= Mingrelian affair =

Criminal cases fabricated in 1951–52 to accuse members of the Georgian SSR

The Mingrelian affair, or Mingrelian case (Мингрельское дело, mingrel’skoe delo; მეგრელთა საქმე, megrelt’a sak’me), was a series of criminal cases fabricated in 1951 and 1952 in order to accuse several members of the Georgian SSR Communist Party of Mingrelian extraction of secession and collaboration with the Western powers.

==Events==
Initiated on the personal orders of the Soviet leader Joseph Stalin, the affair apparently aimed at eliminating the influence of Lavrentiy Beria, of whom Stalin was growing increasingly suspicious. The fabricated accusations of forming the "Mingrelian nationalist ring", separatism, collaboration with the "Western imperialists", and the Georgian émigré centre in Paris, were followed by a purge, which delivered a hard blow to the Georgian party organization, and specifically targeted its Mingrelian (a subethnic group of the Georgians) members, mostly Beria's protégés. Many leading officials were removed from their posts and arrested; thousands of innocent people were subjected to repressions. Kandid Charkviani, who at the time occupied the position of the first secretary of the Georgian SSR, also suffered during the Mingrelian Affair. For years historians erroneously thought that Kandid Charkviani was Mingrelian and that he was punished because of his links with Beria. However, the newly opened archives in Georgia provide evidence that Charkviani, who was Lechkhumian (from the Lechkhumi region of Georgia) and not Mingrelian or Svan, was accused because he allegedly failed to “detect and repress the criminal nationalist ring of counter revolutionaries within the ranks of the Georgian Communist Party”. Moreover, it has emerged that Charkviani's relations with Beria had always been strained and that Beria tolerated Charkviani only because the latter was supported by Stalin. Immediately following Stalin's death, all Beria's clients who suffered during the Mingrelian Affair were restored. Yet Charkviani, on Beria's orders, was separated from his family and moved to Soviet Central Asia into exile.

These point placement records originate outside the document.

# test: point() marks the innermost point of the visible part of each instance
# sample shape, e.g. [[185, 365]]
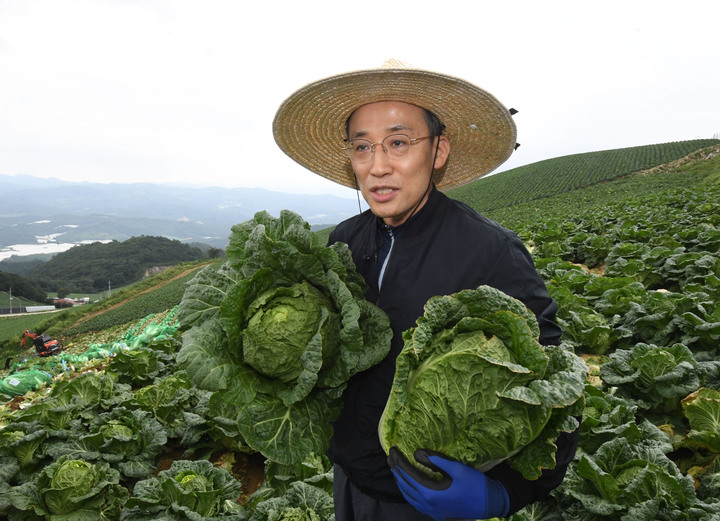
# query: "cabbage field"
[[122, 432]]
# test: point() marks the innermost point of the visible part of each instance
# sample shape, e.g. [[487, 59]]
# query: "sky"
[[184, 92]]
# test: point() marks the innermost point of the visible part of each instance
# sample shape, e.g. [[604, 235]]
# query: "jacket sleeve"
[[514, 273]]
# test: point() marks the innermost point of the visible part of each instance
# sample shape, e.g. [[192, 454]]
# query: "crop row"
[[565, 174]]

Many aspects of the Mingrelian affair are still not completely understood. Beyond Stalin's growing distrust of his lieutenant Beria, who had particularly consolidated his positions after World War II, the affair also reflected a bitter power struggle among rival clans in the Communist élite of Georgia. It might also have echoed similar accusations of Georgian nationalism leveled against the "National Communists" in the 1922 Georgian affair.

As a result of the events, Beria's power was reduced significantly in Georgia, but he still managed to retain his position in the Politburo. After Stalin's death in 1953, Beria managed to temporarily reinstate his clients in Georgia. However, later many of them were prosecuted as the members of "Beria's gang".

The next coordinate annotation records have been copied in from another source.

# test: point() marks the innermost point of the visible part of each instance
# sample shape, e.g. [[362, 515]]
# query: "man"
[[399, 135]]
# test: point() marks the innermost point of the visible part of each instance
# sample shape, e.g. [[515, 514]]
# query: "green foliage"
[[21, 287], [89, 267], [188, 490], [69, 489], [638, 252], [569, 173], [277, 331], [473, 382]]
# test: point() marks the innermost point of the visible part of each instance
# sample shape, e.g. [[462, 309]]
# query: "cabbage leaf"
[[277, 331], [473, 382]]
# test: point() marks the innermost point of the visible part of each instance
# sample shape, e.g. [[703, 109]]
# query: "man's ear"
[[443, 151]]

In his memoirs Nikita Khrushchev corroborated the thesis of eliminating the influence of Lavrentiy Beria and eventual rehabilitation of its victims.

==Literature==
- Suny, Ronald Grigor (1994), The Making of the Georgian Nation: 2nd edition, pp. 287–289. Indiana University Press, ISBN 0-253-20915-3.
- Lang, David Marshall (1962). A Modern History of Georgia, pp. 260–261. London: Weidenfeld and Nicolson.